In Search of the Spring

It’s a winter night as I write this.  Spring is a little way off – tantalising but, for now, still out of reach, as if its very closeness is another form of trial.  It does not need saying it’s been wet.  Or that, tonight at least, the forecast stretches indeterminable as far as the forecast will go.  Is this the time to look for fortitude, to bang on grand-eloquent in the face of the onslaught of rain that we’ve seen?  Certainly, we take sucour where we can.  Is it enough to think that Spring is now just a matter of weeks in the waiting?

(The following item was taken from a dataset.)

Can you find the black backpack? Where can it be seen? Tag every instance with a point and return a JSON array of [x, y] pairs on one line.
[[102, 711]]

Some things at least can stay perennial; the early flowers like promises reminding us all is not lost, that – even if we can’t predict exactly what may be in store – we know the earth will tilt enough to bring warmer, longer days, some sense of opportunity, of time to be won, of the knowledge there is much that we can do.  Our choices then can simply be pragmatic; we can try and ignore the weather and woes of the world, or give into despondency, despair.  Or, perhaps uncoupled from relentless media for a time, we can try and stay practical; to keep our houses in order and seek to spread this out, like lights against obscurity, like boats on an unfamiliar sea.

The alternative is to bow to the clouds, stumble in bewilderment counting out the things we cannot change or cannot yet do so like fathoming miles in the dark.  Sometimes it’s enough to just mark one staging post at a time, conscious perhaps of big pictures and yet putting them out of our mind, like harnessing all our reserves as if the next few weeks are the last miles of an already long day and that, for now, we only need think of immediate shelter, face our full tomorrows other days.  We can fix our attention upon a fixed point, be it distant or near and ignore the complaints of our legs as we make way towards it; as we forget, if you like, almost every other thing than simply going forward for a time, knowing there will be some kind of respite.

We know there are no guarantees unless they be the belt of a will for survival, of the grand and possibly largely untapped forces of collective will; that, seeing all the clearer our predicaments, we can be that much more primed to dig for resources, to fathom the depths of our mental reserves, calibrate the heights of our potentials.

As others have said, in darkness our dreams burn the brighter.  Our dreams and our dreaming can serve as a beacon as well.  In the meantime, we can set our minds and our faces to the weather, stride out in it as if bloodymindedly, seek the signs and support of our fellow travellers, knowing that we face all this together and in that there can be a sense of consolation, the knowledge of some kind of solidarity, shared endeavour certainly, even a kind of grand conspiracy against some of the things we may face. 

At this time of the year, I can find it helpful to fall back on old resources, read books – like Edward Thomas’s that seek to find and welcome in the coming season; in his case almost literally seeking to unearth it as if a journey in its honour can somehow summon it up.  Here Thomas sets off for the West early one March on a pushbike, armed with little more than a camera and piece of old tarp.  The Spring he sought was a place as much as a season, a kind of Shangri-la that he had to travel to find.

I can find myself of reading of old walks or preparing for more at these times; dot to dots of journeys spanning years, totalling some grander navigation, like the point of them all can shine through all the clearer; not questions of distance or itineraries of place but the sum of an overall effort, of some kind of will to continue as if getting beyond any more personal or even universal winters.  Here our efforts can be calibrated if not actually weighed up; the things that we do in the seasons we have, the striving against any attrition, where we may eventually measure the breadth of the harvest bestowed.

We all have to live in the times we must face, deal with the cards we’ve been dealt.  We do so best if we can keep our eyes on horizons, look for opportunities, for any help available and that which we may be able to give.  That’s going to look different for everyone of us.  But we can take things one day at a time, knowing each evening may find us a little restored as we enter our various havens.  Journeys – physical or imagined – can help.  But ultimately as we grind or make our way with better grace through the last of what has felt like a particularly bitter winter, we can remember that all things will pass, that Spring can be seen as a season of the mind as much as anything else, that it can be here with us now, that flowerings can take many forms.